HRR mechanisms that conserve genome structure (Cejka et al. 2010) have been implicated in the repair of both ionizing radiation- and megaendonuclease-induced DSBs by HsRAD52 in mammalian and budding yeast cells (Park 1995; Feng et al. 2011; Manthey et al. 2017; Clear et al. 2020). Accordingly, HsRAD52 forms foci in mammalian cells exposed to ionizing radiation (Feng et al. 2011) and associates with recombination substrates during repair of HO-endonuclease catalyzed DSBs in the genome of budding yeast cells (Manthey et al. 2017; Clear et al. 2020), suggesting that HsRAD52 binds DNA during DSB repair in vivo. We used the HsRAD52 DNA binding mutant alleles to investigate the relationship between the DNA binding activity of HsRAD52 and its function in the repair of an HO endonuclease-catalyzed genomic DSB by EGC, a conservative mechanism of HRR (Fig. 3a). The HsRAD52-R55A and -K152A alleles were chosen to examine the effect of mutating conserved amino acids that contribute to a positively charged, internal groove formed upon multimerization of HsRAD52 (Kagawa et al. 2002; Singleton et al. 2002; Liang et al. 2024), and required for a ssDNA binding activity in vitro (Kagawa et al. 2002; Saotome et al. 2018; Liang et al. 2024). The HsRAD52-K133A and -K102A, K133A alleles were used to investigate the effect of altering conserved amino acids implicated in the structure of a second, discrete, external DNA binding domain (Kagawa et al. 2008; Saotome et al. 2018; Liang et al. 2024) as well as annealing and D-loop formation with complementary DNA molecules in vitro (Kagawa et al. 2008; Saotome et al. 2018).
DNA binding mutant alleles of adh1::HsRAD52-FLAG are defective in the suppression of the loss of DSB repair by conservative HRR in rad52-null mutant budding yeast cells. a) Cartoon depicting DSB-stimulated his3 EGC assay The his3-Δ3′-HOcs substrate (“his3Δ-3′ box) at the HIS3 locus on chromosome XV substitutes an HO cut site (“HO” box) for the 3′ end of the HIS3 coding sequence and flanking DNA. The his3-ΔMsc I substrate (“his3-ΔMsc I” box) proximal to the LEU2 locus on chromosome III is comprised of the HIS3 gene disrupted by the insertion of a Not I linker into the Msc I site (pink bar).
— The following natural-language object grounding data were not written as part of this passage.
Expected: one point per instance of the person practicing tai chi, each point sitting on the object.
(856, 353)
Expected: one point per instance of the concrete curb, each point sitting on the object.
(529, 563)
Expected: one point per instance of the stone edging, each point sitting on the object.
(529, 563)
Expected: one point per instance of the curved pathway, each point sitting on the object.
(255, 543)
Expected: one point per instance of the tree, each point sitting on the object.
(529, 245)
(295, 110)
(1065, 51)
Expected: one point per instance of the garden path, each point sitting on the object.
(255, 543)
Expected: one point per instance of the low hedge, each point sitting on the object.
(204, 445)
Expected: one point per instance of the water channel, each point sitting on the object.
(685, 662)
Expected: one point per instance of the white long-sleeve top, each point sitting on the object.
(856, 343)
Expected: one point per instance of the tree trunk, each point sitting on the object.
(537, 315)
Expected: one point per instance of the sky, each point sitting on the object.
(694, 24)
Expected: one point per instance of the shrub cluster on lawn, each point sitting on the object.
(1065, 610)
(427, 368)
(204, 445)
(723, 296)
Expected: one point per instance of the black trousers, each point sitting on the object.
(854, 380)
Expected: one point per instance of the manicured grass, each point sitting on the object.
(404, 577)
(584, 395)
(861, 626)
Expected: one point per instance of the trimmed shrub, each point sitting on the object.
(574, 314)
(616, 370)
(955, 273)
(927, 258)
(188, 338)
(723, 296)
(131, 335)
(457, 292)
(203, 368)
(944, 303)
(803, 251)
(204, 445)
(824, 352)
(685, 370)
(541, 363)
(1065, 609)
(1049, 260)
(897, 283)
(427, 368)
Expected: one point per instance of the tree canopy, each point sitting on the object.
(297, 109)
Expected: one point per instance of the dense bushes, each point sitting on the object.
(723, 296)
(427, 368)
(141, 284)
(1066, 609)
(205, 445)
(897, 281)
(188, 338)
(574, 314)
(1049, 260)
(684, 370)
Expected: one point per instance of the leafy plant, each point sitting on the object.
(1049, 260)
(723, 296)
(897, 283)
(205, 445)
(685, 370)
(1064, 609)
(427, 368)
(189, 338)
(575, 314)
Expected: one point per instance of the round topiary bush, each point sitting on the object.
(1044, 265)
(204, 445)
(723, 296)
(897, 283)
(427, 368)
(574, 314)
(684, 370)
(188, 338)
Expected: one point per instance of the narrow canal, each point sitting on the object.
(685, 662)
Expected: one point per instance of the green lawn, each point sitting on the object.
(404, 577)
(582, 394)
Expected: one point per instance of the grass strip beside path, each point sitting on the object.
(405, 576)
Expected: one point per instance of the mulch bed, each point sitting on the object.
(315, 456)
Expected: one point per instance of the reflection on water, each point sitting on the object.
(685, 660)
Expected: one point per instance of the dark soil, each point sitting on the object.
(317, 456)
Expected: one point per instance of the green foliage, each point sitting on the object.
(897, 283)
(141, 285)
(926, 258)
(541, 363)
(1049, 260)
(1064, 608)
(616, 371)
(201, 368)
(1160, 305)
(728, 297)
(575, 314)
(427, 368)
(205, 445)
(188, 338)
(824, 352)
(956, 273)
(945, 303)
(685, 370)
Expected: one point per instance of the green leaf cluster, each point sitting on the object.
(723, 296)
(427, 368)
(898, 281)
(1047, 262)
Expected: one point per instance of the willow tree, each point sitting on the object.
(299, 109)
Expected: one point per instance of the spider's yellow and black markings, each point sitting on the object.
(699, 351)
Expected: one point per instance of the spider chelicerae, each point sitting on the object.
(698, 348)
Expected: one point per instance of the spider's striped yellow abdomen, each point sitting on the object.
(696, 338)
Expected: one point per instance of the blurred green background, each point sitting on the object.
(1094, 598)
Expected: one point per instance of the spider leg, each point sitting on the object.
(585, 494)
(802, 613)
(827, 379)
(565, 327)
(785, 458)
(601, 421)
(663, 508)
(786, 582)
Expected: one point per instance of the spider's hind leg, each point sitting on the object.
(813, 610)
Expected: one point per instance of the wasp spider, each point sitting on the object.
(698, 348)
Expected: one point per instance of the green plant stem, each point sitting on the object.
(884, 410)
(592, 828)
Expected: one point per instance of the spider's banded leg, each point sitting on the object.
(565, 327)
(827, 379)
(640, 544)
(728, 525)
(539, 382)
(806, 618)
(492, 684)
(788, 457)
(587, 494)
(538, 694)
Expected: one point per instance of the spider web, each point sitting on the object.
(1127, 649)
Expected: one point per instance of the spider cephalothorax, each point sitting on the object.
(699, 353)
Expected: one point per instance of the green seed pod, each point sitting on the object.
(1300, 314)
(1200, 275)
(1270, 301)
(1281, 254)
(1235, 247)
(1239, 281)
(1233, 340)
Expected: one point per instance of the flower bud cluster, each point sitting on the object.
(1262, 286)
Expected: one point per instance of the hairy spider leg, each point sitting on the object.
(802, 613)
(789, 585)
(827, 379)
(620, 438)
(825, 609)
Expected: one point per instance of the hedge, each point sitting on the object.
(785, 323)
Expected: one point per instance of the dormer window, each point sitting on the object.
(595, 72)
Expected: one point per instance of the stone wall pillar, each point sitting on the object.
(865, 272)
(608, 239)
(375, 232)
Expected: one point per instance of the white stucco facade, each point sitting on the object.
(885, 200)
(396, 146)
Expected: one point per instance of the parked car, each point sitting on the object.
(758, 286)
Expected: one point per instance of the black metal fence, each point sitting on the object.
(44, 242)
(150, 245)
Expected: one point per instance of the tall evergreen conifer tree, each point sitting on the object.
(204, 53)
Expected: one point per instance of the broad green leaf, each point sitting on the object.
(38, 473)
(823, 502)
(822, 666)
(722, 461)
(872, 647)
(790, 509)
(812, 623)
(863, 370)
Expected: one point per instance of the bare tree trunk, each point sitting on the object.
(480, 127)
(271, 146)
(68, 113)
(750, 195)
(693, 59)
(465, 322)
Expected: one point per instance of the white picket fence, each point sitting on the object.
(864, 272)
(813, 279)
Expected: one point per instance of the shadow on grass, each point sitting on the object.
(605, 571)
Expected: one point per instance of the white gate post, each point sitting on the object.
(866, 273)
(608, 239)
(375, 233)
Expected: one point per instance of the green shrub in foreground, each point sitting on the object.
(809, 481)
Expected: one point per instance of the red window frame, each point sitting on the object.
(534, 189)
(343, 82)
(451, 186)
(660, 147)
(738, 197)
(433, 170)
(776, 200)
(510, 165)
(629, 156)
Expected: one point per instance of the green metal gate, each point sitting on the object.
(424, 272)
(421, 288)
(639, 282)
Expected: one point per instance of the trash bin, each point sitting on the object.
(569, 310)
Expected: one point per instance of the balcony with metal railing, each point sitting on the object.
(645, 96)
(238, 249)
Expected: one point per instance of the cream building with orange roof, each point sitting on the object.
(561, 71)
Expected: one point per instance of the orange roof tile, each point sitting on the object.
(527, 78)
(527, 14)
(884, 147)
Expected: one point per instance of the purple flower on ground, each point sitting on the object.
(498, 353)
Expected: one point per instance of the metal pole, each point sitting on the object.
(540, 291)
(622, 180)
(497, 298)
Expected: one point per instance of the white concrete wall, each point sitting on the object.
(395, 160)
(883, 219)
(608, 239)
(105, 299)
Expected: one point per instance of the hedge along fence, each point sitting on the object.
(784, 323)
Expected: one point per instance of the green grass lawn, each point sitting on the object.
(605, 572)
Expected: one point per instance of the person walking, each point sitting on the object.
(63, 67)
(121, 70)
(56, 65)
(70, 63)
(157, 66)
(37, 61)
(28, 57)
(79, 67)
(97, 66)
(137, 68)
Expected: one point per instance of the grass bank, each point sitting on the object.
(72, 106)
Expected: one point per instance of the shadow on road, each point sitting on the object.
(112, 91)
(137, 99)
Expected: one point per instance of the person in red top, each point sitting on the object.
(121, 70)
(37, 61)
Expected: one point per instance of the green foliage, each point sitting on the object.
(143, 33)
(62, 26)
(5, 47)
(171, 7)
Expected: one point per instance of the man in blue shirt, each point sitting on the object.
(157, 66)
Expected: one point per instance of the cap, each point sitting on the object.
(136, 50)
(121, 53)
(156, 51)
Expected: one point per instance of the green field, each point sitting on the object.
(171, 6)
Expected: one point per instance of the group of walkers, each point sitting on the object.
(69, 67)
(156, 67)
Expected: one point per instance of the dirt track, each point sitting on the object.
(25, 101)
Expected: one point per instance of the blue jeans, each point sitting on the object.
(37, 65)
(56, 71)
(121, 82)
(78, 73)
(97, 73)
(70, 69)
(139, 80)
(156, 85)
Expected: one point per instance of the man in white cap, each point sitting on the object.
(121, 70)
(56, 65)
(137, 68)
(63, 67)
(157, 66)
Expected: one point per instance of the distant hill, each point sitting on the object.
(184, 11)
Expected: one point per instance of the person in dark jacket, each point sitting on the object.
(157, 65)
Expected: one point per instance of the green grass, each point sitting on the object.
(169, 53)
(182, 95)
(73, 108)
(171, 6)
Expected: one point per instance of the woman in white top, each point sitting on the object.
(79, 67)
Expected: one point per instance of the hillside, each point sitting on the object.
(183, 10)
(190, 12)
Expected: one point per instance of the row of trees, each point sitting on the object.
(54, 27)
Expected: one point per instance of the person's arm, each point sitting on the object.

Repair of a HO-catalyzed DSB at the his3-Δ3′-HOcs substrate by unidirectional transfer of information from the his3-ΔMsc I substrate (downward arrow) creates an intact HIS3 gene. b) The DNA binding mutant alleles of HsRAD52 confer defects in EGC Expression of HO-endonuclease was induced in cultures of wild-type, rad52Δ, rad52Δ HsRAD52-FLAG, rad52Δ HsRAD52-R55A-FLAG, rad52Δ HsRAD52-K152A, rad52Δ HsRAD52-K133A, and rad52Δ HsRAD52-K103A, K133A strains carrying the EGC substrates before plating onto YPD medium to determine viability or medium lacking histidine to select for recombinants. Colonies were counted and frequencies of EGC determined by dividing the number of His+ recombinants by the number of viable cells plated. Mean frequencies of EGC and 95% confidence intervals were plotted. Fold differences below (−) wild-type are in boxes above the plot of each mean frequency.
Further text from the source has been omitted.